7. Na verdade, no que respeita ao “distanciamento”, e tendo em atenção a situação de conflito que se instalou nas escolas como consequência das dificuldades acrescidas de progressão na carreira docente, num regime de quotação que estrangula o fluxo de docentes que pode legitimamente aspirar às mais altas classificações de desempenho, acompanhando Marcello Caetano[4], podemos dizer que “a carreira demorada com promoções espaçadas nem sempre favorecendo os melhores, a multiplicidade dos papéis e dos escritos, criam uma irritação permanente no espírito dos funcionários e favorecem o desenvolver de uma intriga enredadora (…) a que os superiores muitas vezes se não conseguem eximir. Um incidente insignificante assume proporções enormes: os ressentimentos e os despiques avultam-no desmesuradamente (…). histórias passadas ressurgem, remexem-se memórias mortas (…)”. O que pensaria este Professor da possibilidade de o instrutor de um qualquer processo disciplinar ser par do arguido e com ele concorrente a uma mesma quota de classificação! [E de que forma é que um qualquer docente – tendo em atenção o respeito devido pela Administração ao limite semanal do seu horário de trabalho – pode ser nomeado instrutor, cumprindo as funções lectivas e equivalentes consagradas no seu semanário-horário, e dar simultaneamente cumprimento ao nº 4 do art.º 42.º do “Estatuto Disciplinar dos Trabalhadores Que Exercem Funções Públicas”, aprovado pela Lei nº 58/2008, de 9 de Setembro, que estatui que “as funções de instrução preferem a quaisquer outras que o instrutor tenha a seu cargo, ficando exclusivamente adstrito àquelas”?].
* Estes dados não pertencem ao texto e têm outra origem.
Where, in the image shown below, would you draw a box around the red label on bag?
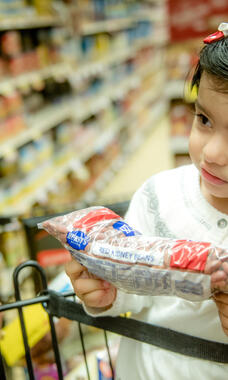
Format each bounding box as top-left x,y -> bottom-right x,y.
170,240 -> 211,272
73,207 -> 120,230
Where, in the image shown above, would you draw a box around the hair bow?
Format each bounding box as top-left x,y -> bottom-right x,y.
203,22 -> 228,44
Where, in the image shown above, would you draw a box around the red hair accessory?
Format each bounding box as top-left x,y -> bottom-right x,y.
203,22 -> 228,44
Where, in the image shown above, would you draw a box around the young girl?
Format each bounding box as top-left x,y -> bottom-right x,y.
66,23 -> 228,380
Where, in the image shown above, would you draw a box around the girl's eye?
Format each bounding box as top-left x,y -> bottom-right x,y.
196,113 -> 211,127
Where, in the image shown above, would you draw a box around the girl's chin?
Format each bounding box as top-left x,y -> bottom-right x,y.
200,177 -> 228,199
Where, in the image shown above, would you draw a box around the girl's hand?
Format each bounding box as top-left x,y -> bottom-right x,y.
65,258 -> 117,309
214,293 -> 228,336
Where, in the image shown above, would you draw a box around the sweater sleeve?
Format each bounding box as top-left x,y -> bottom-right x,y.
83,183 -> 157,316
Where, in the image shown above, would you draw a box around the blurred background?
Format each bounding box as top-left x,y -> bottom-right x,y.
0,0 -> 228,380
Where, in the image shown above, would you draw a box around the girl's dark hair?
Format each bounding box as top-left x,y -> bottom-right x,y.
191,37 -> 228,92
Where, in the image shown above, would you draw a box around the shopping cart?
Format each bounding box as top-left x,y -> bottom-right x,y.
0,200 -> 228,380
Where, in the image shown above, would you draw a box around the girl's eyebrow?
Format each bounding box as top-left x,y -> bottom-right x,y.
195,99 -> 212,118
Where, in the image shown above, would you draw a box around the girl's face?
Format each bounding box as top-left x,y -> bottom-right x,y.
189,73 -> 228,213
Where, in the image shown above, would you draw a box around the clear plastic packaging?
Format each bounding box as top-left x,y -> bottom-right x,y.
38,206 -> 228,301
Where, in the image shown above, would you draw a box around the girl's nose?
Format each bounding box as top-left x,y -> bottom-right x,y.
203,135 -> 228,166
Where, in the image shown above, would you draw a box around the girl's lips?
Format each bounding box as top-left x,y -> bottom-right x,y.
201,169 -> 228,185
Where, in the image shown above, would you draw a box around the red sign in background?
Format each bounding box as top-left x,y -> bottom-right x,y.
167,0 -> 228,41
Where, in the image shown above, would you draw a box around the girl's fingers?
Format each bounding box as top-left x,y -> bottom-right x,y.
74,278 -> 111,298
65,258 -> 87,281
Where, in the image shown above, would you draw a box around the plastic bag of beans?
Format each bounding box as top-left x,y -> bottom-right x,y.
38,206 -> 228,301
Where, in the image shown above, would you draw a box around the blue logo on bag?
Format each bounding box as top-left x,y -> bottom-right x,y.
113,220 -> 140,236
66,230 -> 89,251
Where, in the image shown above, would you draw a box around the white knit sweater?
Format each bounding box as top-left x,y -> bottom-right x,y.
85,165 -> 228,380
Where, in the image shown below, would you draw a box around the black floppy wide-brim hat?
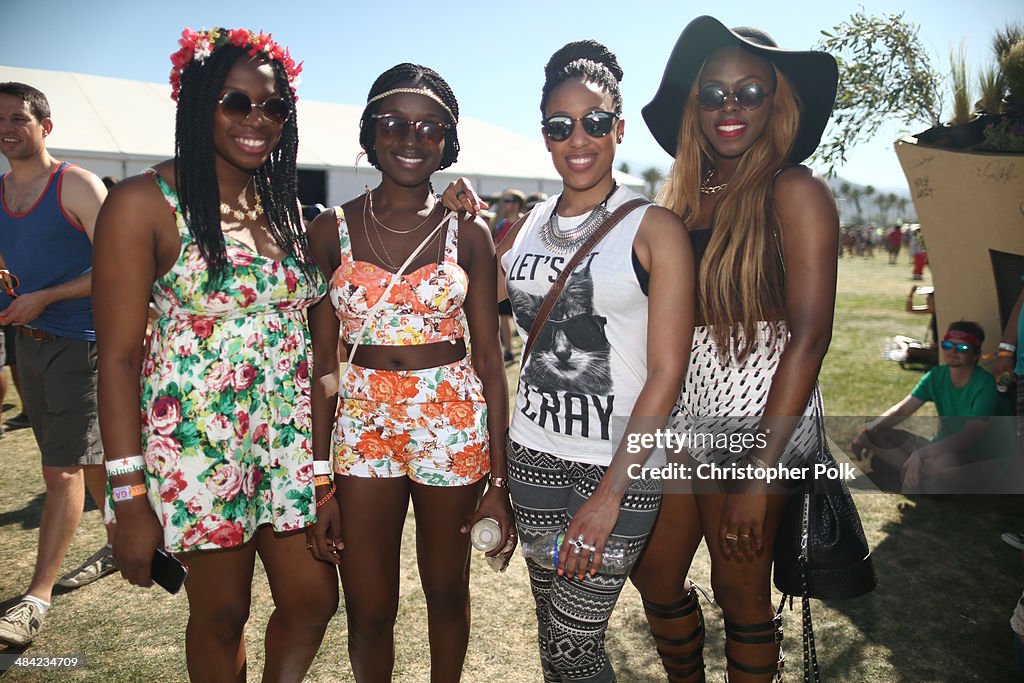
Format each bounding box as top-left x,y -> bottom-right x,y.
642,16 -> 839,164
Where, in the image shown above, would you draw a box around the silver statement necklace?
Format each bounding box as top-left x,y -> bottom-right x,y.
538,182 -> 618,254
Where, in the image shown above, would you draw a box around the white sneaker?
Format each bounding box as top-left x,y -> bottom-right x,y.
57,546 -> 118,588
0,598 -> 43,645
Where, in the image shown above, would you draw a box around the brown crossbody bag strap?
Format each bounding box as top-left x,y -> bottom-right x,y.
520,197 -> 650,365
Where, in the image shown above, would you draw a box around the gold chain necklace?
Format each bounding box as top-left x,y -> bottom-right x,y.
362,189 -> 397,272
700,168 -> 729,195
367,187 -> 438,234
220,176 -> 263,220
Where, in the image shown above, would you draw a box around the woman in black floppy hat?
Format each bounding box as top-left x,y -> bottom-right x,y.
633,16 -> 839,682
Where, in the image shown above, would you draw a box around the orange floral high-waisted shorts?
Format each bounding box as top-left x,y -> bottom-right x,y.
334,356 -> 490,486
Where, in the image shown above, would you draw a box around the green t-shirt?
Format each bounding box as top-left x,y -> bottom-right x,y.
910,366 -> 1013,456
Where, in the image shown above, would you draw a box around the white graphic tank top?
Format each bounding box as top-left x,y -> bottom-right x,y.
502,187 -> 647,466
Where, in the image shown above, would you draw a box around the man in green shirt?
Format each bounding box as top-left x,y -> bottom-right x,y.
853,321 -> 1013,490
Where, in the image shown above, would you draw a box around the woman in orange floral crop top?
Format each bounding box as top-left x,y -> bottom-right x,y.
301,63 -> 515,681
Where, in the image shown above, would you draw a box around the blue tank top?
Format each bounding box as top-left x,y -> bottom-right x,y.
0,162 -> 96,341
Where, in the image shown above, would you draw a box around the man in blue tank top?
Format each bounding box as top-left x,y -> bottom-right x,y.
0,83 -> 115,645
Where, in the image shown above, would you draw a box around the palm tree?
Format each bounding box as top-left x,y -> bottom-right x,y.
847,185 -> 864,223
640,166 -> 665,199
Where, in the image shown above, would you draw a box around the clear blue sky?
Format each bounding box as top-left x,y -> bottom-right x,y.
0,0 -> 1024,189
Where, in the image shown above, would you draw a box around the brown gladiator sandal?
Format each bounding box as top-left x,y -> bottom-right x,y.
643,586 -> 705,683
725,614 -> 785,683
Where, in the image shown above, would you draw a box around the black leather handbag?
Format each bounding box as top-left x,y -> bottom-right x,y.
773,386 -> 878,682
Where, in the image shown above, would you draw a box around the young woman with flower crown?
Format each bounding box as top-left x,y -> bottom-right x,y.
633,16 -> 839,683
444,41 -> 694,682
301,63 -> 514,682
92,29 -> 338,681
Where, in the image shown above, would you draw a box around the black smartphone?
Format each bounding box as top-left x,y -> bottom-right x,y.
150,548 -> 188,595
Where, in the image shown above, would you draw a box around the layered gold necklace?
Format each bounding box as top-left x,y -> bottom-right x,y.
220,176 -> 263,221
700,168 -> 729,195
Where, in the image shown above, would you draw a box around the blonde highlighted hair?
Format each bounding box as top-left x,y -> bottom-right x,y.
657,66 -> 800,360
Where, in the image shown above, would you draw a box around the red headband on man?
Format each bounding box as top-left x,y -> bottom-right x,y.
942,330 -> 981,348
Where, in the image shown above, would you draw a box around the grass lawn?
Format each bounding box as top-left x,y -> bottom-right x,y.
0,254 -> 1024,683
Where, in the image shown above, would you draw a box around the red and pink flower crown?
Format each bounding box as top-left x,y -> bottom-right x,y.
171,27 -> 302,101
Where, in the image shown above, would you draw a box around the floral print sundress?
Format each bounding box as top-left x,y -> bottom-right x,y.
141,169 -> 327,552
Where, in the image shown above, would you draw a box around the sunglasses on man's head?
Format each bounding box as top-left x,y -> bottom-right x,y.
217,90 -> 292,126
941,339 -> 974,353
541,112 -> 618,142
370,114 -> 452,144
697,83 -> 772,112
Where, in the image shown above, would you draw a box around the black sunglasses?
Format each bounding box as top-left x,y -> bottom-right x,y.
541,112 -> 618,142
537,313 -> 608,351
941,339 -> 974,353
370,114 -> 452,144
217,90 -> 292,126
697,83 -> 772,112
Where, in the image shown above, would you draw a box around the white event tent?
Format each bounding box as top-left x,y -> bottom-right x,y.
0,66 -> 645,206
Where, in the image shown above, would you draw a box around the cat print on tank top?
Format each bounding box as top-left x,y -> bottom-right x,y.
509,267 -> 611,394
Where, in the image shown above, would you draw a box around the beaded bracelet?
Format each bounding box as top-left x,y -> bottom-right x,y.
105,456 -> 145,477
316,483 -> 338,508
111,483 -> 145,503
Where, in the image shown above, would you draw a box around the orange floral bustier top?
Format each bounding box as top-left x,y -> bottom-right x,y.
328,209 -> 469,346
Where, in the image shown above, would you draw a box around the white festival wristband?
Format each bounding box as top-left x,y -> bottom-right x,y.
106,456 -> 145,476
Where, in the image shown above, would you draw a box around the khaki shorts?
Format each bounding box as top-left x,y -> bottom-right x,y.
15,335 -> 103,467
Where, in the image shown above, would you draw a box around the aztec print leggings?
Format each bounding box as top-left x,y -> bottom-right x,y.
507,440 -> 662,683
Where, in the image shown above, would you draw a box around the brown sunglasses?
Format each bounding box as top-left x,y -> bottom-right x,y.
0,270 -> 22,297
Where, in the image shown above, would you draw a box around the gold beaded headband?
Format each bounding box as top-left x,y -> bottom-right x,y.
367,88 -> 459,124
8. Parafraseando A. Castanheira Neves[5], temos que resistir à tentação de reduzir o direito a um “regulatório prescritivo (…) consequencialmente «posterius» numa regressiva funcionalização ao próprio regulado e insistir em vê-lo como sentido axiológico-normativo, intencional e problematicamente autónomo e normativamente «a priori»”. Da pessoa em sentido axiológico decorre ser esta “sujeito de direito, de direitos e do direito”, pelo que “constitui a primeira das dimensões normativamente constitutivas do direito”. Mas o “universo jurídico estrutura-se não apenas por esta coordenada de normatividade, como também por uma outra, problemática, da realização”.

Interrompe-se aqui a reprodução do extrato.